TWENTY-ONE years have elapsed since Alinor Reekie and her teenage daughter Alys left Foulmire in a hurry – both pregnant and both deeply in disgrace.
Alinor has never fully recovered from her very public near-drowning as a suspected witch at the hands of Foulmire’s elders. Plagued by poor health, in 1670 she is a frail impersonation of the woman she was during her time as a healer and midwife on the south coast of England.
Now the pair support themselves as wharfingers: mistresses of a ramshackle little warehouse on the River Thames on the eastern fringe of London. Their clients are the second-tier traders whose goods aren’t required to go directly to the government wharves closer to the city centre for official customs inspection.
Alinor’s son Rob has been working as a doctor in Venice and her brother Ned – the one-time ferrymaster at Foulmire – is making a fresh life for himself as a New World settler, having been forced to flee their hamlet after the king he had opposed was restored to the throne and embarked on a purge of all known adversaries.
Suddenly an inordinately attractive young Venetian woman arrives by ship in Southwark claiming to be Rob’s widow Livia, the Nobildonna da Ricci. Her husband, she says, has drowned in a lagoon in Venice, leaving her all alone with their newborn baby to raise.
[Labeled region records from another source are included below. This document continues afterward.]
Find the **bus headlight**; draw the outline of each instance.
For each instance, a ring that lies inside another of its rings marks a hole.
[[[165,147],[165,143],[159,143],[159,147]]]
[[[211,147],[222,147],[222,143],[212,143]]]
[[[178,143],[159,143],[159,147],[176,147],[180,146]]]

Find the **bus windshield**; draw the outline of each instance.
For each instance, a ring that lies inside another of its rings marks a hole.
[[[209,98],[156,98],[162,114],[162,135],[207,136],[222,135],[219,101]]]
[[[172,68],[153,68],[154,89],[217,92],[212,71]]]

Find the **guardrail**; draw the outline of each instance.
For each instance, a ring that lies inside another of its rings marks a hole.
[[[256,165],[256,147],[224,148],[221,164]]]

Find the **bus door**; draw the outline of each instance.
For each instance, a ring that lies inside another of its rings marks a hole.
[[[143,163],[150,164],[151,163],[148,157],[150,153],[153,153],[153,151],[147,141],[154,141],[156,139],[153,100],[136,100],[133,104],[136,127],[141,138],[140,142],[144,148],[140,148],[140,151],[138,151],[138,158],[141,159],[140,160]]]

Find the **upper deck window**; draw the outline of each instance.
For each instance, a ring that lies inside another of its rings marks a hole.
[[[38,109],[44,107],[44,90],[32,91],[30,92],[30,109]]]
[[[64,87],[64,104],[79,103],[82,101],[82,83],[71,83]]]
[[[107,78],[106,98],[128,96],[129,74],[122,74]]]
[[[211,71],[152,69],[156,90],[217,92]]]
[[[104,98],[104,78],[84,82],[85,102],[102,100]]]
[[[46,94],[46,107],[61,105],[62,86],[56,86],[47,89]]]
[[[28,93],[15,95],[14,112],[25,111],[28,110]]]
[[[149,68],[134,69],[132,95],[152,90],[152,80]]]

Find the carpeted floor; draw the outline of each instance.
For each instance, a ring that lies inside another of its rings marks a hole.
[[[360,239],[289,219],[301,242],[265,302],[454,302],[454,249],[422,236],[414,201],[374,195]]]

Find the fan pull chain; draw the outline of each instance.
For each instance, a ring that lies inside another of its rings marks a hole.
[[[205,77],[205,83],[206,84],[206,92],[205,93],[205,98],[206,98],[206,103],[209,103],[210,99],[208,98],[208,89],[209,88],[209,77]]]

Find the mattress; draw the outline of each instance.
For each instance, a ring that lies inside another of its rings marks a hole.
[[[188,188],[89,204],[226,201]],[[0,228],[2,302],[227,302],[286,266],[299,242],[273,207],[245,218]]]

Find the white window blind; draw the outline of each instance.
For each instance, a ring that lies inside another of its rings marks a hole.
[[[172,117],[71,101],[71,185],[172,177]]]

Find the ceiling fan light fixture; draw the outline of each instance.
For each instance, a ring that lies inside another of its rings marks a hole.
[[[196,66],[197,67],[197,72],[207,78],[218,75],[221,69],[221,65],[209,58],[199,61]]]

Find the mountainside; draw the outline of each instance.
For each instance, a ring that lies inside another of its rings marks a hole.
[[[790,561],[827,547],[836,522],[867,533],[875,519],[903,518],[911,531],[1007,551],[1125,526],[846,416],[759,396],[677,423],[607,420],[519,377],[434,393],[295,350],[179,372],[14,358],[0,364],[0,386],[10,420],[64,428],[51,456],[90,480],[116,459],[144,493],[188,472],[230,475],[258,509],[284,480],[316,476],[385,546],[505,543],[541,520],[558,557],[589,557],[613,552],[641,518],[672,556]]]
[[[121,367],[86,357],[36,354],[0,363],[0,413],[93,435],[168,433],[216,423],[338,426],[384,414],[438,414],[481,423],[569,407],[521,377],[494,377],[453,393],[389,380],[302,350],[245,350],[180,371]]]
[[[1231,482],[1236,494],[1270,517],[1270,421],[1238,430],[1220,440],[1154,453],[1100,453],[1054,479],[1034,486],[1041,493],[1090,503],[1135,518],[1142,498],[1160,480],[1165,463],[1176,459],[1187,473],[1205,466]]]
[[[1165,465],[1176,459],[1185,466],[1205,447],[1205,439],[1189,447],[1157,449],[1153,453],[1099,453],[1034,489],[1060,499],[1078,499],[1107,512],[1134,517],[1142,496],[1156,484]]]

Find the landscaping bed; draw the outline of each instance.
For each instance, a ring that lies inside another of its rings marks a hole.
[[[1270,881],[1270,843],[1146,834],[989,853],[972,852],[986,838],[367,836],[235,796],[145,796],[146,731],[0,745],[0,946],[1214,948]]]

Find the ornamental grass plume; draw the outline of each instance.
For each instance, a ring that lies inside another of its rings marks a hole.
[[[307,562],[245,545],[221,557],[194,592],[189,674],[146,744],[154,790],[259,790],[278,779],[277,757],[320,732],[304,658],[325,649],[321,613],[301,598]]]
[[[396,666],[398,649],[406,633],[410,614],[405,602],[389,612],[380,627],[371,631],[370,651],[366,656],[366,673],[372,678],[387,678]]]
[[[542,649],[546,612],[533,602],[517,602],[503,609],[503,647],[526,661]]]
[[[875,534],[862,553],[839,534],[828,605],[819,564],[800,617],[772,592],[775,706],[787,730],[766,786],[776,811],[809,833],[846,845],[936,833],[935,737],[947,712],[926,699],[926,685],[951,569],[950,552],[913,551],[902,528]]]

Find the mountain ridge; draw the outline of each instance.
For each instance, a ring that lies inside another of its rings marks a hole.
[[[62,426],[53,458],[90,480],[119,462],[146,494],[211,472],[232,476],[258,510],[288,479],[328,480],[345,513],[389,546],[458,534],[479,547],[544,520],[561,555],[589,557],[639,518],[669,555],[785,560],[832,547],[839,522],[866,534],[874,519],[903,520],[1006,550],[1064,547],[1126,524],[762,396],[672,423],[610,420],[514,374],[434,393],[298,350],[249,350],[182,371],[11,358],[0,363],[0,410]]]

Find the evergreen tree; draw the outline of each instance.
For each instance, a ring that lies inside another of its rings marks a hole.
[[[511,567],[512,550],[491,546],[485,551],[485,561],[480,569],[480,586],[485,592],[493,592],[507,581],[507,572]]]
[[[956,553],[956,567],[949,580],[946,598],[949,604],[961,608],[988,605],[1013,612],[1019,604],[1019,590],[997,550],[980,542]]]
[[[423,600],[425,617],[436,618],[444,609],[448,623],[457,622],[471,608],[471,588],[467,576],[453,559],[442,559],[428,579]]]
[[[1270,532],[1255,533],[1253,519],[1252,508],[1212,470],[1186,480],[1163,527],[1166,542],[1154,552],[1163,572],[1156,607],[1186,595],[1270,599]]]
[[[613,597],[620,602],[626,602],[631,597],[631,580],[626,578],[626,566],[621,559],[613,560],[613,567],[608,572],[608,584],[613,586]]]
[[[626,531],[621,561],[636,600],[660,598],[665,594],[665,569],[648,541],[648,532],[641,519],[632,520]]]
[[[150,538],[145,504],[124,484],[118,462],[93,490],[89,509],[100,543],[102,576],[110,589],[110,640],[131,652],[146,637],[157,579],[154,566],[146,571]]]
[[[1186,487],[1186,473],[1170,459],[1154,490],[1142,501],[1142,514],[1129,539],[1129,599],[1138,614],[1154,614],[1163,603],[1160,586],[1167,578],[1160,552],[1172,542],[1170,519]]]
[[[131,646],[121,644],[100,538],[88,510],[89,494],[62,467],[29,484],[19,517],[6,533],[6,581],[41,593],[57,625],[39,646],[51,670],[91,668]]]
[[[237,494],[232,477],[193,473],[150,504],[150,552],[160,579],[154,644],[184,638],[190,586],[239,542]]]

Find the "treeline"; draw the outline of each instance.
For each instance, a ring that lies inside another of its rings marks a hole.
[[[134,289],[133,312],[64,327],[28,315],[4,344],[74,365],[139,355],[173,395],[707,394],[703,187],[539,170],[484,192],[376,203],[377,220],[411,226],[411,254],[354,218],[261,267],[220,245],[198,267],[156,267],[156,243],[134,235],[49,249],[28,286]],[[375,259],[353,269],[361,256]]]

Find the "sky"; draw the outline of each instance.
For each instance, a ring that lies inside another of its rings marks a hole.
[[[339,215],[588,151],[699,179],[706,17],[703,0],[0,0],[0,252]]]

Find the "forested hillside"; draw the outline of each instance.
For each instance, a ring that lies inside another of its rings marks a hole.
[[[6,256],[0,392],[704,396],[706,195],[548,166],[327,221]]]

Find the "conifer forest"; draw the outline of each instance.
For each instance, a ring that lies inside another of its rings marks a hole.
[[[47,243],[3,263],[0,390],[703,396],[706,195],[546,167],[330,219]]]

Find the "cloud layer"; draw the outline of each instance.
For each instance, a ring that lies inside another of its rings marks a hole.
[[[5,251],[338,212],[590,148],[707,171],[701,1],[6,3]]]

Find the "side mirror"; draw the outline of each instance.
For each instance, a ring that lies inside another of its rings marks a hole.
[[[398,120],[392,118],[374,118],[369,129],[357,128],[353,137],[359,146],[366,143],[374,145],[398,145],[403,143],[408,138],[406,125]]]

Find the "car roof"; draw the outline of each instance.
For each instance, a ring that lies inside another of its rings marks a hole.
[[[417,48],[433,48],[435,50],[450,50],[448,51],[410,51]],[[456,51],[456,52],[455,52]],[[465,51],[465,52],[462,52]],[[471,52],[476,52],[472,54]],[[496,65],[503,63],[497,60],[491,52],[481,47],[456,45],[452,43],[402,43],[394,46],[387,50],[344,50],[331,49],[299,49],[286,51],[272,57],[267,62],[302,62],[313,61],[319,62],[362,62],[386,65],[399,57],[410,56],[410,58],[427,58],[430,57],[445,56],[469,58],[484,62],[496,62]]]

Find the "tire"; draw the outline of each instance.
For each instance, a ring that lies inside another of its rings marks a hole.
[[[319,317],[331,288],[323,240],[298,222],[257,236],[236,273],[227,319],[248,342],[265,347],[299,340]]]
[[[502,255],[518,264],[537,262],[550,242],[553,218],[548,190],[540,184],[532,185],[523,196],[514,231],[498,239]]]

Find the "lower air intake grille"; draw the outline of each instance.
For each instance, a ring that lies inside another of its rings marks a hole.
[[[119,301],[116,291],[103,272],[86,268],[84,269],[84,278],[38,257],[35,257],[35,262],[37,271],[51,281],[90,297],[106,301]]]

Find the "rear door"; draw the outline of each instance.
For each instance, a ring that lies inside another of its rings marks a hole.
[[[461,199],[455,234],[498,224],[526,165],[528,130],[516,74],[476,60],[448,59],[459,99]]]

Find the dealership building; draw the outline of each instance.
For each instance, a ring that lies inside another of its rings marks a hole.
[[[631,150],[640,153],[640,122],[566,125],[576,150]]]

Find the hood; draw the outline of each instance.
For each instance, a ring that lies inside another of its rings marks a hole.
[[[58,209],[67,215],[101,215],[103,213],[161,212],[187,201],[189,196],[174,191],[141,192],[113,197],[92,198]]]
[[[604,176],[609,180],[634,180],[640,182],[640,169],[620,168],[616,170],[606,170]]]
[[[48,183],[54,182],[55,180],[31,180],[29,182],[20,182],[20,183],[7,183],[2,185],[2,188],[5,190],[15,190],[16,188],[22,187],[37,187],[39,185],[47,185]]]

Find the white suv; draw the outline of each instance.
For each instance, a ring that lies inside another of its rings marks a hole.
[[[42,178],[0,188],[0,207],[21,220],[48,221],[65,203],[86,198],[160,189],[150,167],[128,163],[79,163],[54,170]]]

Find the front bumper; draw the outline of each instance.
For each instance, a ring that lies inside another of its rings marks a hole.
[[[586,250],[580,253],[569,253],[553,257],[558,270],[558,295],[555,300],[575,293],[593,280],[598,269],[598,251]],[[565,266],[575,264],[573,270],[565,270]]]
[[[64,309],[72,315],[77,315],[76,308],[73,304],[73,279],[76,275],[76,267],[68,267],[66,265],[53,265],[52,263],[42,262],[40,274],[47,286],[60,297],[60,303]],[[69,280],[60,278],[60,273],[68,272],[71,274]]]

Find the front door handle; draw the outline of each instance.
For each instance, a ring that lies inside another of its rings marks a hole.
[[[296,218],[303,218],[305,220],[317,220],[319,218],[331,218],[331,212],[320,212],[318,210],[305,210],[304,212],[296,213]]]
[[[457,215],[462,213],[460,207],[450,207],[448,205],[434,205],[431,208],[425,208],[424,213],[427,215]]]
Her only remaining family are Alinor, Alys and Alys’s adult twins.
When the vivacious Livia crosses paths with a man from Alinor’s past, the aristocratic landholder Sir James Avery, her prospects start to look brighter – but her desires are the polar opposite of her inlaws’ wishes.
Dark Tides is the sequel to Tidelands, the novel that introduced the Reekies and James Avery (then a Catholic priest travelling under the assumed name ‘Summers’) during King Charles’ exile on the Isle of Wight.